Rohan Vaidya, Regional Director – India, CyberArk
Open Source: A disruptive technology
Digital transformation, with open source as one of the building blocks, is disruptive in that it requires faster and more frequent deployment of applications and features. As a result, organisations are adopting new development strategies such as continuous integration and continuous delivery (CI/CD) and DevOps methodologies. For example, IT functions such as provisioning and managing compute resources are more efficiently handled with automated tools such as Ansible. This infrastructure is often based in the cloud and the new tools and applications require coding and development expertise – very different from traditional IT admin skill sets.
What we are seeing as a result, as an unintended consequence of this disruption, is that IT operations and security executives are finding that processes that once ran through their offices, or at least required their review and approval, are now happening outside their purview. As this transition continues, developers need – and are taking – increasingly powerful, expansive privileged access via applications, tools, consoles, etc. And while organisations are waking up to the new realities, attackers are exploiting these vulnerabilities.

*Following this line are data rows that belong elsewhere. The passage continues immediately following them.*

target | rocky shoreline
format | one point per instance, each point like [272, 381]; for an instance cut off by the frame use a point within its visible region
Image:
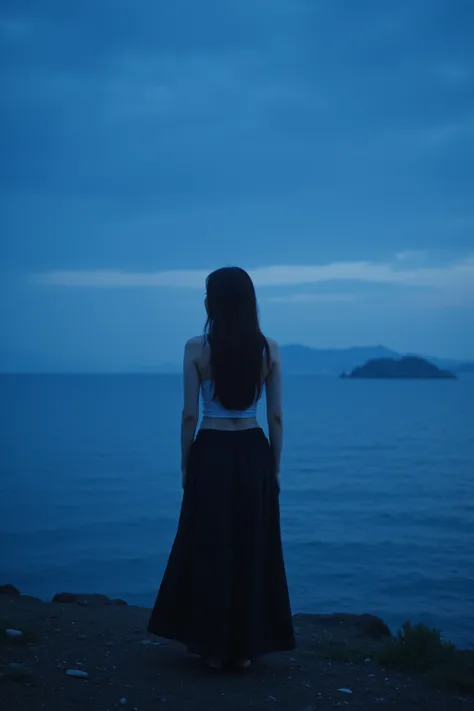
[91, 651]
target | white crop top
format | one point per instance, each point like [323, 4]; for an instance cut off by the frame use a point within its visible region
[213, 408]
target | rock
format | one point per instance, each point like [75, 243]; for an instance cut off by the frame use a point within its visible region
[374, 627]
[84, 599]
[78, 673]
[13, 633]
[16, 672]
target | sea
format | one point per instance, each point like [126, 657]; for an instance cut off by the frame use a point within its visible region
[377, 500]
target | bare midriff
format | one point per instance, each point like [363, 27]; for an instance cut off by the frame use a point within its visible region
[229, 424]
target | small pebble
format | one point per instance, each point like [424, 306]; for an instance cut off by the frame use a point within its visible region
[13, 633]
[78, 673]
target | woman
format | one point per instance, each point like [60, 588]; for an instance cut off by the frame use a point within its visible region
[224, 593]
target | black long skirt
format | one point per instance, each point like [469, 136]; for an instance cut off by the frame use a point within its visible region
[224, 593]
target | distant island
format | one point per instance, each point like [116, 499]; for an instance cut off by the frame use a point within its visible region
[410, 367]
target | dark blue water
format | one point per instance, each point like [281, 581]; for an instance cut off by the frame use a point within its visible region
[377, 500]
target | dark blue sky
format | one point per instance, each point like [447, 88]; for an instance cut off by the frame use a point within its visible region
[325, 145]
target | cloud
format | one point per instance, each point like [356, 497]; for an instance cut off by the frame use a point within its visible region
[308, 298]
[457, 274]
[411, 255]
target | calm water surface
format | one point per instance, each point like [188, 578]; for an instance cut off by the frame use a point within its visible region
[377, 500]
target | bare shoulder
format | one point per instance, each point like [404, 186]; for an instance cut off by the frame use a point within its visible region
[274, 350]
[194, 346]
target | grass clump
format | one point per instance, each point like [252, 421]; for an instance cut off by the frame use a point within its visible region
[418, 648]
[27, 636]
[338, 652]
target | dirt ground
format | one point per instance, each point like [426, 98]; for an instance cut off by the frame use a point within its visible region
[128, 669]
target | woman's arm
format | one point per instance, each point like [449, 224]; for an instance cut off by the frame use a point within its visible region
[190, 414]
[273, 388]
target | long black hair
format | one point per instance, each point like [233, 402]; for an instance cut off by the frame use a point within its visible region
[233, 333]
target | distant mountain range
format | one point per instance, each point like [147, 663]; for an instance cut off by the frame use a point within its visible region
[297, 360]
[302, 360]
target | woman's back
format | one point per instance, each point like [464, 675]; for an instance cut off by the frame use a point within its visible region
[224, 593]
[198, 372]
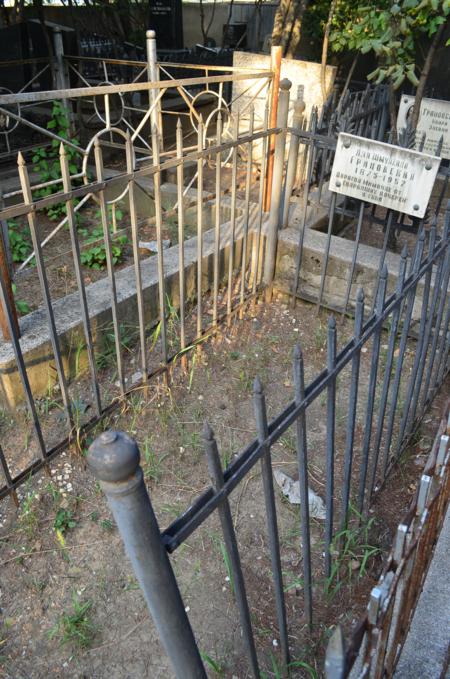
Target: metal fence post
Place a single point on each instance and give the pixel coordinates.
(276, 55)
(152, 76)
(114, 459)
(277, 184)
(61, 75)
(335, 656)
(291, 171)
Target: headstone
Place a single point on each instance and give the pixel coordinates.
(304, 76)
(166, 18)
(396, 178)
(434, 121)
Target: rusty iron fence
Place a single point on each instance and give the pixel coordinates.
(179, 296)
(395, 393)
(376, 645)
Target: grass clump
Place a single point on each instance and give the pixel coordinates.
(75, 627)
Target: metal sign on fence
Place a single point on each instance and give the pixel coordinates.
(434, 122)
(397, 178)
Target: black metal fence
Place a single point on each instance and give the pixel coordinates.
(397, 392)
(377, 642)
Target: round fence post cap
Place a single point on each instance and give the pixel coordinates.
(285, 84)
(113, 456)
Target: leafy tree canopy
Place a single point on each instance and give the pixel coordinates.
(391, 30)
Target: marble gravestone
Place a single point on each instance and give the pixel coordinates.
(434, 121)
(396, 178)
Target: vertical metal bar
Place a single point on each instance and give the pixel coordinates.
(442, 352)
(388, 370)
(248, 180)
(306, 189)
(67, 187)
(354, 258)
(351, 417)
(257, 237)
(326, 253)
(137, 263)
(330, 443)
(8, 479)
(405, 427)
(275, 67)
(22, 368)
(292, 164)
(152, 73)
(437, 326)
(216, 265)
(262, 428)
(302, 463)
(278, 166)
(387, 234)
(233, 218)
(379, 305)
(114, 459)
(199, 227)
(109, 264)
(180, 201)
(35, 237)
(107, 114)
(409, 305)
(5, 273)
(335, 660)
(159, 243)
(226, 520)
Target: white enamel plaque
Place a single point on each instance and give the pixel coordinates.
(434, 121)
(383, 174)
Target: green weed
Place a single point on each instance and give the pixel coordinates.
(214, 665)
(75, 627)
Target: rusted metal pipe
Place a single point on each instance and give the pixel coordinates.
(114, 458)
(275, 67)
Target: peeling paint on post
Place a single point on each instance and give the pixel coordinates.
(114, 459)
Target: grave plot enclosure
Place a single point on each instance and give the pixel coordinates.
(170, 230)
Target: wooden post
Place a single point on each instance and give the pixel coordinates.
(275, 65)
(5, 274)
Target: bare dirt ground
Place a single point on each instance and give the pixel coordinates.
(64, 576)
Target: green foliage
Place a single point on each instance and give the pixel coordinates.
(46, 160)
(390, 30)
(107, 355)
(214, 665)
(352, 553)
(19, 240)
(95, 256)
(75, 627)
(278, 671)
(64, 520)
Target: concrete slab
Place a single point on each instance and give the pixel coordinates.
(425, 653)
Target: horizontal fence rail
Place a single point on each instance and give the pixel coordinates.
(376, 646)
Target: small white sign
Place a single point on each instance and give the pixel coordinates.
(434, 121)
(397, 178)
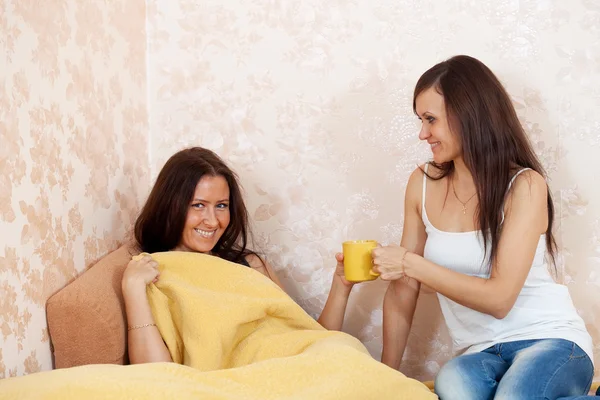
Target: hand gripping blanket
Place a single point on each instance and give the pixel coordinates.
(232, 334)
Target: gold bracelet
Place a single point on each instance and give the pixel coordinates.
(402, 262)
(139, 326)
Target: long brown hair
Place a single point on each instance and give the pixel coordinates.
(493, 141)
(160, 224)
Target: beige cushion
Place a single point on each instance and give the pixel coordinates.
(86, 319)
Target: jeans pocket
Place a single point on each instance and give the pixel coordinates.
(578, 353)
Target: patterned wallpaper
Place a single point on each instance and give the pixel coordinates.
(73, 153)
(310, 101)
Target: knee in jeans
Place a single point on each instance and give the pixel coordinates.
(450, 382)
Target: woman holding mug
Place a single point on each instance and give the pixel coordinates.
(478, 230)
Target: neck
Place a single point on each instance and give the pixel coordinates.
(462, 176)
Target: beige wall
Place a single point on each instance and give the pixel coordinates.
(310, 101)
(73, 153)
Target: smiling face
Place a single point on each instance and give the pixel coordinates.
(208, 215)
(431, 110)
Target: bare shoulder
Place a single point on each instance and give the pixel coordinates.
(262, 265)
(530, 186)
(255, 261)
(414, 188)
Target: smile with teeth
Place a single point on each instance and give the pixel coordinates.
(206, 234)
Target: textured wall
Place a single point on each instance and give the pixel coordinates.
(73, 153)
(311, 103)
(308, 100)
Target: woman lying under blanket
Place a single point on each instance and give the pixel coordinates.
(196, 205)
(207, 317)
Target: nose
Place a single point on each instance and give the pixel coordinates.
(210, 218)
(424, 133)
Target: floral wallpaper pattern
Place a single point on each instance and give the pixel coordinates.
(73, 154)
(309, 101)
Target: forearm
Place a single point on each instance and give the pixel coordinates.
(399, 306)
(144, 344)
(479, 294)
(332, 316)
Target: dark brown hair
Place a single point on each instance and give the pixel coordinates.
(159, 226)
(493, 141)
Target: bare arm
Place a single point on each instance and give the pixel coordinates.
(145, 344)
(526, 219)
(401, 296)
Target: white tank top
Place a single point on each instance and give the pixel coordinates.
(543, 310)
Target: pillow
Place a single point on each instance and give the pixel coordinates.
(86, 319)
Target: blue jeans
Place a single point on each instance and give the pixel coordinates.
(546, 369)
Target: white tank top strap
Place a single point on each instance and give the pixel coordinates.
(510, 185)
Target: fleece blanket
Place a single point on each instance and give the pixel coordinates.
(232, 334)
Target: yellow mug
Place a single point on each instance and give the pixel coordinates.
(358, 261)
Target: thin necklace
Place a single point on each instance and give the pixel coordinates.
(461, 202)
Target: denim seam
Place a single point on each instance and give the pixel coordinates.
(554, 374)
(571, 357)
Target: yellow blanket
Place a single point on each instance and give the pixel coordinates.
(238, 336)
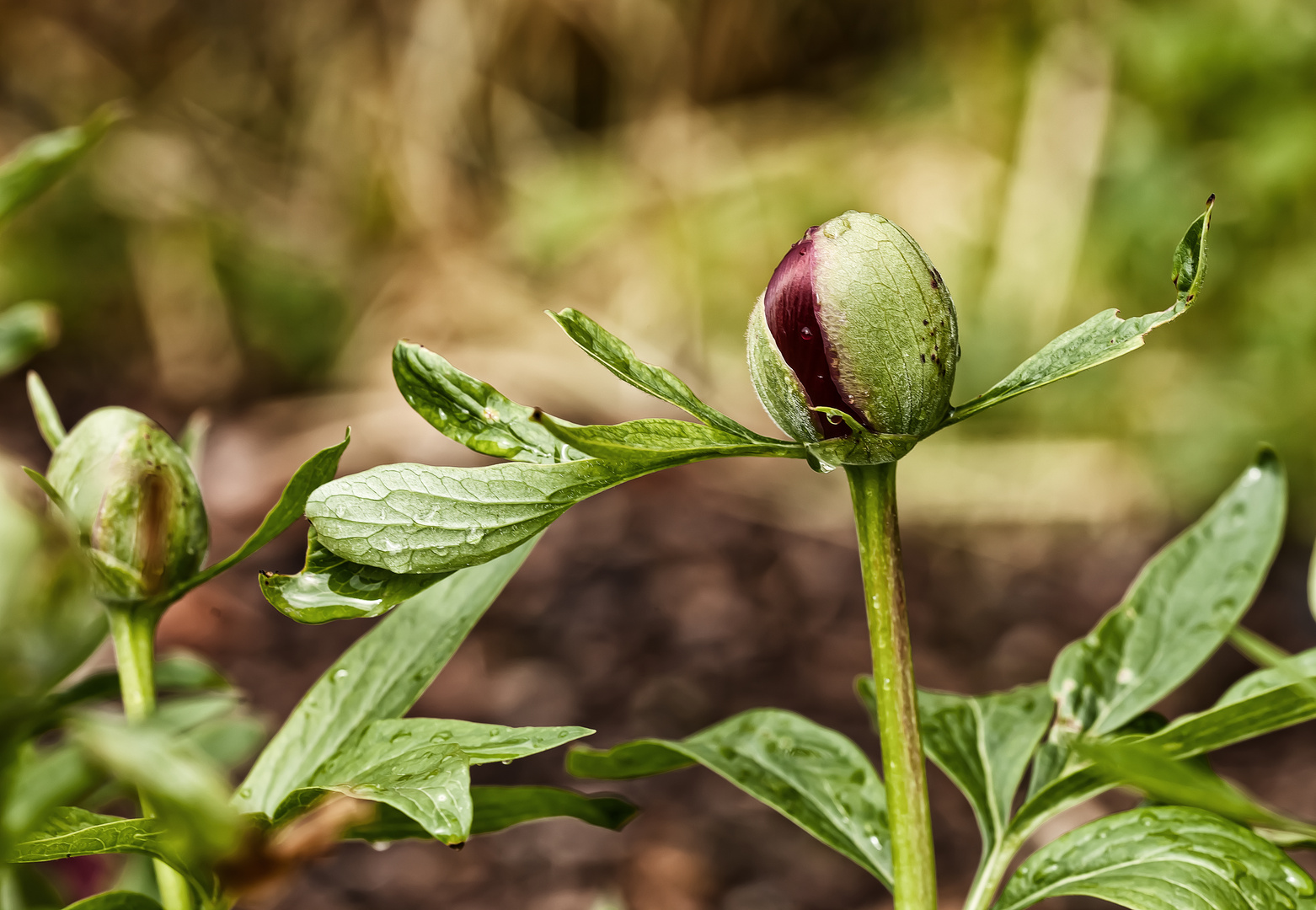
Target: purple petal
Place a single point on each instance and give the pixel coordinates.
(789, 306)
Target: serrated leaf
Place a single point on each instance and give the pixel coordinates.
(25, 331)
(1105, 336)
(330, 587)
(424, 519)
(618, 356)
(39, 163)
(1178, 610)
(116, 901)
(983, 744)
(471, 411)
(431, 785)
(1161, 858)
(810, 774)
(318, 470)
(378, 678)
(641, 440)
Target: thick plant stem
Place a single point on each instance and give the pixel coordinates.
(135, 650)
(873, 488)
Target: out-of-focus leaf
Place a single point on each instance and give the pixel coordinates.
(983, 743)
(35, 165)
(473, 412)
(1105, 336)
(378, 678)
(42, 780)
(44, 410)
(25, 331)
(1178, 610)
(1161, 858)
(641, 440)
(810, 774)
(318, 470)
(618, 356)
(187, 792)
(1182, 783)
(332, 587)
(116, 901)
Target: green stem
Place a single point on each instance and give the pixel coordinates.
(133, 629)
(1255, 648)
(873, 488)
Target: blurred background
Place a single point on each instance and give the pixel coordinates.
(303, 184)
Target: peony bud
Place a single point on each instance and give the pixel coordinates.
(857, 319)
(135, 500)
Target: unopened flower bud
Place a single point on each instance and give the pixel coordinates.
(856, 319)
(135, 500)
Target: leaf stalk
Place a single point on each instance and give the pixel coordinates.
(873, 489)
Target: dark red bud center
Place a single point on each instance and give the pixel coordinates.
(789, 306)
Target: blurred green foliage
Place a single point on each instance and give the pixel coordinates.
(299, 171)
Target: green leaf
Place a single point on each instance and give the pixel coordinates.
(1161, 858)
(419, 767)
(116, 901)
(44, 410)
(332, 587)
(498, 807)
(187, 792)
(431, 785)
(641, 440)
(423, 519)
(292, 502)
(25, 331)
(1178, 610)
(810, 774)
(473, 412)
(39, 163)
(70, 832)
(983, 743)
(378, 678)
(1105, 336)
(618, 356)
(1186, 783)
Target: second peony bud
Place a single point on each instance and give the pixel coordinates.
(854, 319)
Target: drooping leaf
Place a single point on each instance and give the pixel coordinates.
(473, 412)
(810, 774)
(641, 440)
(498, 807)
(419, 767)
(618, 356)
(116, 901)
(378, 678)
(1184, 783)
(983, 743)
(332, 587)
(189, 793)
(1178, 610)
(1161, 858)
(44, 410)
(431, 785)
(39, 163)
(423, 519)
(1105, 336)
(25, 331)
(316, 472)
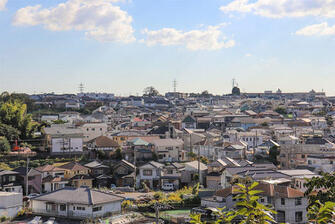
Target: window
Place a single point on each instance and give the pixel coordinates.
(62, 207)
(96, 209)
(12, 178)
(298, 201)
(298, 216)
(147, 172)
(282, 201)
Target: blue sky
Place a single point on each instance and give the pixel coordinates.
(124, 46)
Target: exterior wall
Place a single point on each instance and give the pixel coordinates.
(93, 130)
(69, 145)
(10, 204)
(39, 207)
(290, 209)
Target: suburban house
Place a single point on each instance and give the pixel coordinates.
(169, 150)
(103, 143)
(150, 174)
(290, 204)
(10, 204)
(93, 130)
(215, 177)
(189, 122)
(124, 174)
(190, 174)
(34, 179)
(10, 181)
(99, 173)
(77, 203)
(78, 175)
(171, 174)
(64, 139)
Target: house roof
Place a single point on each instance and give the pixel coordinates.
(104, 142)
(167, 142)
(82, 195)
(74, 166)
(95, 164)
(267, 190)
(48, 168)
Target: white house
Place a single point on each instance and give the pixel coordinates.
(78, 203)
(93, 130)
(168, 149)
(10, 204)
(290, 204)
(150, 174)
(64, 139)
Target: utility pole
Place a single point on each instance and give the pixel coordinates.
(27, 179)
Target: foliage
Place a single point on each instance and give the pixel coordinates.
(118, 154)
(251, 211)
(195, 189)
(4, 145)
(4, 166)
(204, 159)
(320, 213)
(325, 182)
(248, 209)
(281, 110)
(59, 122)
(150, 91)
(273, 153)
(9, 132)
(192, 155)
(15, 114)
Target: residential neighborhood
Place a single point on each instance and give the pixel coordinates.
(133, 156)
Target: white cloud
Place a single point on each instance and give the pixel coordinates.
(210, 38)
(322, 29)
(3, 4)
(98, 18)
(283, 8)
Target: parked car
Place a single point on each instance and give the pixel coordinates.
(168, 187)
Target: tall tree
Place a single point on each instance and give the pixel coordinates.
(327, 183)
(15, 114)
(150, 91)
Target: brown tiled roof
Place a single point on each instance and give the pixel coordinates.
(48, 168)
(73, 166)
(104, 142)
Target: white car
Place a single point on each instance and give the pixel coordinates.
(168, 187)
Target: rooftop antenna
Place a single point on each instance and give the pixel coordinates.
(175, 85)
(81, 87)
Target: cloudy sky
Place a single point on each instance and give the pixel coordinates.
(122, 46)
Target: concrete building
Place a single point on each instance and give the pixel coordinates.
(10, 204)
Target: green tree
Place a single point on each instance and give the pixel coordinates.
(150, 91)
(273, 153)
(281, 110)
(4, 145)
(15, 114)
(327, 183)
(321, 213)
(249, 209)
(9, 132)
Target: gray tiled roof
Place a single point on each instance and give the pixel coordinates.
(82, 195)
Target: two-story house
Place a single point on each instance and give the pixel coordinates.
(78, 175)
(169, 150)
(150, 174)
(52, 178)
(124, 174)
(10, 181)
(290, 204)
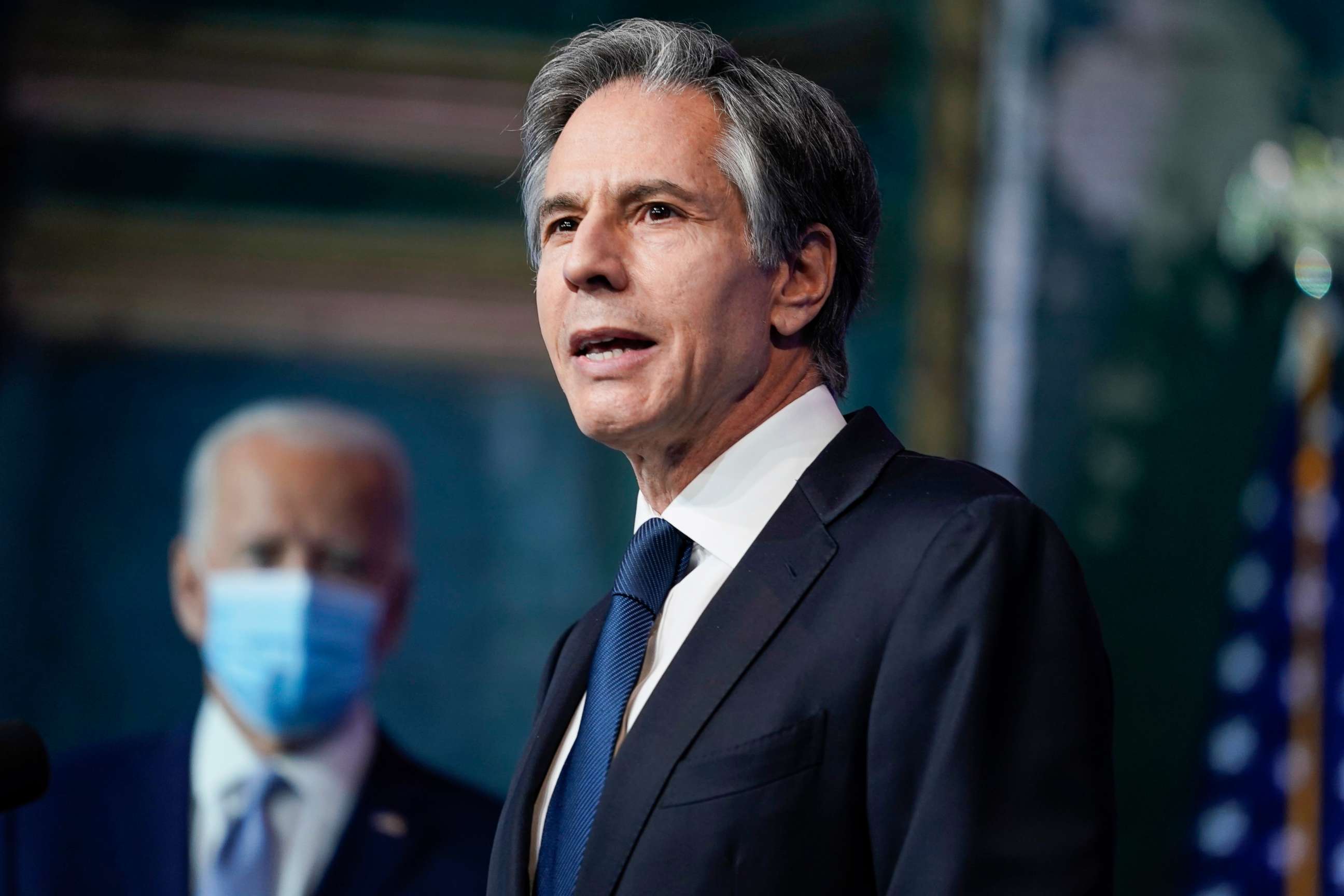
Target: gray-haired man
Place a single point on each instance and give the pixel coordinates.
(292, 576)
(827, 665)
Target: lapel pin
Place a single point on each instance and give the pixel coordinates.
(390, 824)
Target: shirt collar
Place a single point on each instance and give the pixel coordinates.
(222, 761)
(726, 507)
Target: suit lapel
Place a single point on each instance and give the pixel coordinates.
(385, 829)
(756, 599)
(562, 699)
(753, 602)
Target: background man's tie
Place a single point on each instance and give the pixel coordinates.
(246, 860)
(655, 561)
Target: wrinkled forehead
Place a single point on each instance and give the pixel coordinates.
(627, 132)
(267, 481)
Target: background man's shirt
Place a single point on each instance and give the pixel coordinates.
(307, 817)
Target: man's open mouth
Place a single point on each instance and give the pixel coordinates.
(608, 346)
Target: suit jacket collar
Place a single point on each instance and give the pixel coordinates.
(764, 589)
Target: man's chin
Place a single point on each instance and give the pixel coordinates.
(614, 425)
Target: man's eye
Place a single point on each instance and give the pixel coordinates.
(264, 554)
(565, 226)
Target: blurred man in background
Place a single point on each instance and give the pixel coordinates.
(293, 578)
(827, 664)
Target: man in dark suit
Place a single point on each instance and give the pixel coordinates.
(828, 664)
(292, 576)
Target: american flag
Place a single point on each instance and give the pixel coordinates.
(1272, 815)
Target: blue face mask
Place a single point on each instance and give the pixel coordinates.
(289, 652)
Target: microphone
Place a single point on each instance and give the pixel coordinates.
(24, 772)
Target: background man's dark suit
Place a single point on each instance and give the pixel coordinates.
(116, 822)
(901, 690)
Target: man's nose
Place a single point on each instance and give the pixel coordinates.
(596, 258)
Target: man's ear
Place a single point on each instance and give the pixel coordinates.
(189, 592)
(807, 283)
(394, 617)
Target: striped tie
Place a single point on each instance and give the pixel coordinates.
(655, 561)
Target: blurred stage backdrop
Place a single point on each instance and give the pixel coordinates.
(1098, 217)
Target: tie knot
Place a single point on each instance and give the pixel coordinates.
(651, 563)
(261, 788)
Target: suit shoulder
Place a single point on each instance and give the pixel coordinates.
(932, 489)
(433, 786)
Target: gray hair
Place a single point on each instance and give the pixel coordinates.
(296, 422)
(788, 148)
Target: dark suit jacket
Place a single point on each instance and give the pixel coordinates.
(900, 690)
(116, 822)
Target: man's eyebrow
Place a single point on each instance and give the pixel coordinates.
(629, 194)
(650, 188)
(559, 202)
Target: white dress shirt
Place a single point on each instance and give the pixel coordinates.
(723, 511)
(307, 817)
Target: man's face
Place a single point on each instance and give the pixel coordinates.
(299, 507)
(655, 315)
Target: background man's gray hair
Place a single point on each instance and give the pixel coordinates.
(789, 149)
(298, 422)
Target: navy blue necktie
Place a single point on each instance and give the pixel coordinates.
(655, 561)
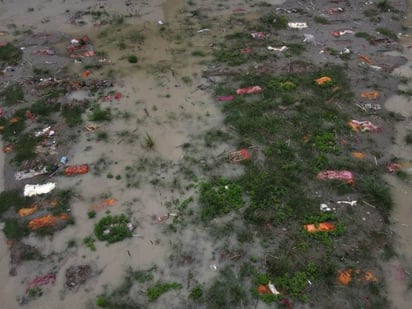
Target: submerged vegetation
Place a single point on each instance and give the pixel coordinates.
(275, 231)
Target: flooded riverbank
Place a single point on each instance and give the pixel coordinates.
(167, 135)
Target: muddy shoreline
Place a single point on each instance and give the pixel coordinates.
(167, 99)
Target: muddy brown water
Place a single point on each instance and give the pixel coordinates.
(160, 104)
(176, 111)
(398, 270)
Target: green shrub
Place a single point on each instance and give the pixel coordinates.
(154, 292)
(15, 229)
(73, 114)
(13, 94)
(196, 293)
(112, 229)
(24, 148)
(219, 196)
(9, 55)
(12, 198)
(132, 59)
(99, 114)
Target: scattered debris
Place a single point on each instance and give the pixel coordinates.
(338, 34)
(323, 80)
(42, 280)
(30, 173)
(399, 166)
(358, 155)
(91, 127)
(348, 275)
(33, 190)
(44, 51)
(363, 126)
(76, 169)
(246, 50)
(109, 98)
(249, 90)
(281, 49)
(309, 38)
(299, 26)
(325, 208)
(24, 212)
(268, 289)
(333, 11)
(225, 98)
(104, 204)
(369, 106)
(345, 176)
(259, 35)
(241, 155)
(77, 275)
(46, 221)
(351, 203)
(321, 227)
(371, 95)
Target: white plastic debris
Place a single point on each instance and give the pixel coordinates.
(283, 48)
(297, 25)
(33, 190)
(42, 132)
(346, 51)
(273, 289)
(325, 208)
(351, 203)
(309, 38)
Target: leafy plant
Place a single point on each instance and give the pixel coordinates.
(132, 59)
(155, 291)
(113, 228)
(218, 197)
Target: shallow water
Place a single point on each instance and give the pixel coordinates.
(398, 270)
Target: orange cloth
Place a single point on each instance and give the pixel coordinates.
(24, 212)
(76, 170)
(321, 227)
(358, 155)
(263, 289)
(371, 95)
(323, 80)
(86, 73)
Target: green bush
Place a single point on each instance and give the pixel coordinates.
(99, 114)
(12, 198)
(13, 94)
(112, 229)
(73, 114)
(155, 291)
(9, 55)
(14, 229)
(24, 148)
(132, 59)
(219, 196)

Open Source & Security concerns
Talented developers, both internal and external, are key to successful digital transformation initiatives. With more automated software development and delivery processes and access to cloud- based open source tools and repositories, they can deliver more code faster. But these advances have implications; they also expand the attack surface. There are more vulnerabilities along the software supply chain, from coding with open-source components, to automated builds and testing, to cloud- based deployment. This is especially evident with insecure privileged accounts, credentials, and secrets, e.g., API calls, encryption keys, access tokens, certificates, passwords, etc. The evolving development landscape and resultant threats to the enterprise make it imperative that Development and Security leadership work together.